A majorante prevista no art. 327, § 2º, do Código Penal, que aumenta a pena em um terço quando os autores dos crimes contra a Administração Pública forem ocupantes de cargos em comissão ou de função de direção ou assessoramento, também se aplica aos agentes políticos, conforme entendimento do STF e do STJ. A prática de crime contra a Administração Pública por ocupantes de cargos de elevada responsabilidade ou por membros de poder justifica a majoração da pena-base, pois há maior reprovabilidade da conduta.

Alternativa B — ✅ Correta

O peculato-desvio, previsto no art. 312, caput, do Código Penal, é crime formal, ou seja, consuma-se com o desvio do dinheiro, valor ou bem móvel, independentemente da obtenção da vantagem indevida pelo agente. O STJ entende que a consumação ocorre no momento em que o funcionário efetivamente desvia o bem, ainda que não obtenha a vantagem almejada.

Alternativa C — ✅ Correta

O STJ possui entendimento consolidado no sentido de que é desnecessária a constituição definitiva do crédito tributário na esfera administrativa para a configuração dos crimes de contrabando e de descaminho. Isso porque o bem jurídico tutelado é a Administração Pública, e não o crédito tributário em si, sendo suficiente a demonstração da conduta típica.

Alternativa D — ✅ Correta

O crime de descaminho é formal, consumando-se com a conduta de iludir o pagamento de tributo devido. O pagamento ou parcelamento dos débitos tributários não extingue a punibilidade, pois a natureza formal do delito não admite a aplicação do art. 9º, § 2º, da Lei 10.684/2003, que trata da extinção da punibilidade nos crimes tributários materiais.

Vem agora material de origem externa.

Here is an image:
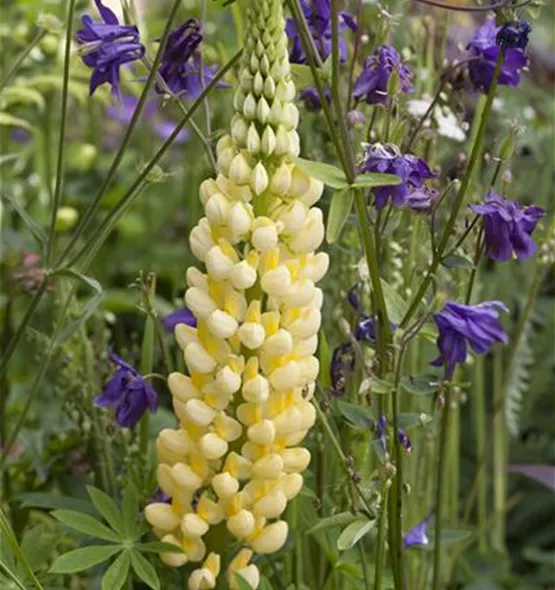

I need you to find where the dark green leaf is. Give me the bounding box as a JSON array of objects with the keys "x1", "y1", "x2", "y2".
[
  {"x1": 401, "y1": 375, "x2": 441, "y2": 395},
  {"x1": 326, "y1": 188, "x2": 354, "y2": 244},
  {"x1": 50, "y1": 545, "x2": 123, "y2": 574},
  {"x1": 52, "y1": 510, "x2": 120, "y2": 543},
  {"x1": 337, "y1": 517, "x2": 376, "y2": 551},
  {"x1": 131, "y1": 549, "x2": 160, "y2": 590},
  {"x1": 101, "y1": 551, "x2": 130, "y2": 590},
  {"x1": 87, "y1": 486, "x2": 123, "y2": 535},
  {"x1": 306, "y1": 512, "x2": 357, "y2": 535},
  {"x1": 351, "y1": 172, "x2": 401, "y2": 188},
  {"x1": 337, "y1": 400, "x2": 374, "y2": 428},
  {"x1": 294, "y1": 158, "x2": 349, "y2": 190}
]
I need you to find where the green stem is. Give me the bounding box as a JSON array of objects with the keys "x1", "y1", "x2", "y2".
[
  {"x1": 399, "y1": 50, "x2": 504, "y2": 328},
  {"x1": 46, "y1": 0, "x2": 75, "y2": 267},
  {"x1": 432, "y1": 383, "x2": 452, "y2": 590},
  {"x1": 0, "y1": 29, "x2": 46, "y2": 92}
]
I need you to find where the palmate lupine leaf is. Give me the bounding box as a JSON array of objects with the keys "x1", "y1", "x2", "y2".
[{"x1": 505, "y1": 321, "x2": 534, "y2": 437}]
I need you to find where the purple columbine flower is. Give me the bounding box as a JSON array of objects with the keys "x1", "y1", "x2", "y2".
[
  {"x1": 162, "y1": 307, "x2": 197, "y2": 333},
  {"x1": 156, "y1": 18, "x2": 226, "y2": 100},
  {"x1": 94, "y1": 353, "x2": 158, "y2": 428},
  {"x1": 470, "y1": 191, "x2": 545, "y2": 262},
  {"x1": 353, "y1": 45, "x2": 413, "y2": 104},
  {"x1": 495, "y1": 20, "x2": 532, "y2": 49},
  {"x1": 431, "y1": 301, "x2": 509, "y2": 379},
  {"x1": 360, "y1": 143, "x2": 435, "y2": 211},
  {"x1": 285, "y1": 0, "x2": 356, "y2": 64},
  {"x1": 75, "y1": 0, "x2": 145, "y2": 96},
  {"x1": 403, "y1": 514, "x2": 432, "y2": 549},
  {"x1": 466, "y1": 19, "x2": 527, "y2": 92},
  {"x1": 330, "y1": 342, "x2": 355, "y2": 396}
]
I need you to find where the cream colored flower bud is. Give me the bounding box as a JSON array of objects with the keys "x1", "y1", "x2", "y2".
[
  {"x1": 159, "y1": 536, "x2": 189, "y2": 567},
  {"x1": 252, "y1": 453, "x2": 283, "y2": 479},
  {"x1": 262, "y1": 328, "x2": 293, "y2": 356},
  {"x1": 252, "y1": 490, "x2": 287, "y2": 518},
  {"x1": 185, "y1": 287, "x2": 218, "y2": 319},
  {"x1": 185, "y1": 399, "x2": 216, "y2": 426},
  {"x1": 172, "y1": 463, "x2": 202, "y2": 491},
  {"x1": 227, "y1": 509, "x2": 255, "y2": 539},
  {"x1": 212, "y1": 472, "x2": 239, "y2": 498},
  {"x1": 228, "y1": 260, "x2": 257, "y2": 290},
  {"x1": 289, "y1": 207, "x2": 325, "y2": 254},
  {"x1": 250, "y1": 162, "x2": 269, "y2": 195},
  {"x1": 279, "y1": 473, "x2": 303, "y2": 500},
  {"x1": 247, "y1": 420, "x2": 276, "y2": 445},
  {"x1": 227, "y1": 203, "x2": 252, "y2": 238},
  {"x1": 270, "y1": 361, "x2": 301, "y2": 394},
  {"x1": 168, "y1": 373, "x2": 199, "y2": 402},
  {"x1": 205, "y1": 246, "x2": 235, "y2": 281},
  {"x1": 199, "y1": 433, "x2": 229, "y2": 461},
  {"x1": 251, "y1": 520, "x2": 289, "y2": 554},
  {"x1": 189, "y1": 217, "x2": 214, "y2": 262},
  {"x1": 181, "y1": 512, "x2": 210, "y2": 537},
  {"x1": 185, "y1": 342, "x2": 216, "y2": 375},
  {"x1": 145, "y1": 502, "x2": 179, "y2": 532},
  {"x1": 216, "y1": 366, "x2": 241, "y2": 395},
  {"x1": 242, "y1": 375, "x2": 270, "y2": 404},
  {"x1": 260, "y1": 125, "x2": 276, "y2": 156},
  {"x1": 270, "y1": 162, "x2": 291, "y2": 197},
  {"x1": 174, "y1": 324, "x2": 198, "y2": 350},
  {"x1": 247, "y1": 123, "x2": 260, "y2": 155},
  {"x1": 206, "y1": 309, "x2": 239, "y2": 338},
  {"x1": 281, "y1": 447, "x2": 310, "y2": 473},
  {"x1": 229, "y1": 154, "x2": 252, "y2": 184},
  {"x1": 260, "y1": 264, "x2": 292, "y2": 297}
]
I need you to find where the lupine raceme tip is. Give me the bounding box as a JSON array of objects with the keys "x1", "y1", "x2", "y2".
[{"x1": 145, "y1": 0, "x2": 329, "y2": 590}]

Alternativa E — ❌ Incorreta ⟵ GABARITO

A alternativa E afirma que há bilateralidade entre os crimes de corrupção passiva e ativa, no sentido de que a comprovação de um pressupõe a do outro. Essa afirmação está INCORRETA, pois o STJ entende que os crimes de corrupção passiva (art. 317 do CP) e corrupção ativa (art. 333 do CP) são autônomos e independentes. A comprovação de um não pressupõe a do outro, sendo possível a configuração de um deles sem a do outro. A bilateralidade é uma característica natural desses crimes, mas não é requisito para a tipificação de qualquer deles.

NÃO CAIA NESSA!

A banca explora a confusão entre a natureza bilateral dos crimes de corrupção (que, em regra, pressupõem a participação de duas pessoas) e a autonomia das condutas para fins de tipificação. O candidato pode ser levado a crer que a comprovação de um crime depende da comprovação do outro, mas o STJ entende que são delitos autônomos e independentes. Fique atento: a bilateralidade é uma característica natural, não um requisito legal.

Gabarito: letra E — a alternativa incorreta, pois a comprovação de um crime de corrupção não pressupõe a do outro.